Emperor Caligula famously planned to make his favorite horse Incitatus into a consul. Let's say that some genius wants to "lift Sweden" to new levels of innovation and prosperity [insert more verbiage and airy rhetoric here] - by having the best-educated horses in the world and by forcing universities to start admitting horses to a variety of university educations. This will cause no end to the sorrow of husbandry-deficient "university teachers" who all of a sudden will have even less time for their human pupils (busy as they will be leading horses between lecture halls and shoveling shit all day long). It seems in fact that this would be a idea of outmost stupidity. The university is a specialized instrument and can in fact not do everything for everyone. A university teacher is a specialized instrument too - not suitable for teaching illiterate 20-year-olds to read or to administer therapy to (have long heartfelt
talks with) those with large blustering unjustified self-confidence but tender egos (for example those who didn't pass the introductory course).
How different is the horse-scenario though compared to teaching students who "
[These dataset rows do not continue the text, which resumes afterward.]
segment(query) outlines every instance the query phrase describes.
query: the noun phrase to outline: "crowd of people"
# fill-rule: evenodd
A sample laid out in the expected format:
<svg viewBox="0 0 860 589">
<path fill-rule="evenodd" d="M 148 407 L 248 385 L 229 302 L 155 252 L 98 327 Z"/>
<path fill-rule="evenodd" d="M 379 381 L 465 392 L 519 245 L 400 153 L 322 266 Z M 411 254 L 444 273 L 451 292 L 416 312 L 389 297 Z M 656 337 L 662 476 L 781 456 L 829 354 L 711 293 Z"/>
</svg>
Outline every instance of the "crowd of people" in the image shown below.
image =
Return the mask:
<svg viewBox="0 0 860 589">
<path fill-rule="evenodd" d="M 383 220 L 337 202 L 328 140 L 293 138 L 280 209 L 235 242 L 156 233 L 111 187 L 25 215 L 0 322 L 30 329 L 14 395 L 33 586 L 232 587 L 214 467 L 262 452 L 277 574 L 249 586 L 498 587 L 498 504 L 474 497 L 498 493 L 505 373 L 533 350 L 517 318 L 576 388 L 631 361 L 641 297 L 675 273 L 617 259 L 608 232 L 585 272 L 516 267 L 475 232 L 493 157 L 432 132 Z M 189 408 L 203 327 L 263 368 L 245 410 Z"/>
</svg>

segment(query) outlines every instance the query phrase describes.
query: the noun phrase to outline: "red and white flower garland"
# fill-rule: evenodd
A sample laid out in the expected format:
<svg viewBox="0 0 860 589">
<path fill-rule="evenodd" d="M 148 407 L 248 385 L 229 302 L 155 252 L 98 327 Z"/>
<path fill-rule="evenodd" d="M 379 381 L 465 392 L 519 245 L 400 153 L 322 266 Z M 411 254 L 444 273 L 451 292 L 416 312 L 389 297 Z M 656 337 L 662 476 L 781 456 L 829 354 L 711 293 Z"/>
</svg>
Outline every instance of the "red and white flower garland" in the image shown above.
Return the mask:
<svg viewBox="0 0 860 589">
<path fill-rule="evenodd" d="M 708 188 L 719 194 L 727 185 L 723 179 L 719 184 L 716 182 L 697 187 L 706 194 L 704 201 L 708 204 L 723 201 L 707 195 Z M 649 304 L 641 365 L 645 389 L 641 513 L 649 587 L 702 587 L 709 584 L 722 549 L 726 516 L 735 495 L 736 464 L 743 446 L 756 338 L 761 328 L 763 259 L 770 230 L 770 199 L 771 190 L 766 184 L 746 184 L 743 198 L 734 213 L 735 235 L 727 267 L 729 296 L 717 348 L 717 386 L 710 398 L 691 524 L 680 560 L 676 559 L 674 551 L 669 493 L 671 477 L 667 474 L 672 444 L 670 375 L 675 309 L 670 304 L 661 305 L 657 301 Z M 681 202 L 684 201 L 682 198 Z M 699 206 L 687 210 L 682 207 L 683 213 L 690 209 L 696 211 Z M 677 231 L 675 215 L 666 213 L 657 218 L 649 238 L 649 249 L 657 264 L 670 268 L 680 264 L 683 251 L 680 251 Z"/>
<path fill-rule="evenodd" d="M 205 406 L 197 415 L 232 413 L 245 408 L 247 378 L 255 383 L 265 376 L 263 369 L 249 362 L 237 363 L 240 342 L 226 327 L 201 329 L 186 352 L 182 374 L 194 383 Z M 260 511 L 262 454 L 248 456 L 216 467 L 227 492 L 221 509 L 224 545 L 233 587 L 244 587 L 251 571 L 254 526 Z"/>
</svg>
can't read, can't make themselves understood through written language and who have problems understanding simple instructions"? Please don't misunderstand me - my heart goes out to them as they have been terribly abused and betrayed by our educational system. But when did the education of these students become
my problem as a university teacher? How would it
ever be possible to teach them "
without sacrificing academic quality"? Talk about mission impossible! I'm fond of the expression "you can lead a horse to water, but you can't force it to drink". Well, the best I can do as a university teacher is to lead students to knowledge, but I can't force anyone to drink any of it. It requires both ability and hard work to acquire knowledge - even with the help of a teacher. But how can you teach those who are unteachable? That problem is up there together with making the blind see, and making those who suffer blissful.
Post-script (130327). This blog post was linked to from a high-traffic blog (Cornucopia) and will probably be my most-read text before the day is over.
Post-cript (140319). This is a good Swedish-language summary (with further links) to the ongoing debate about the quality of higher education in Sweden.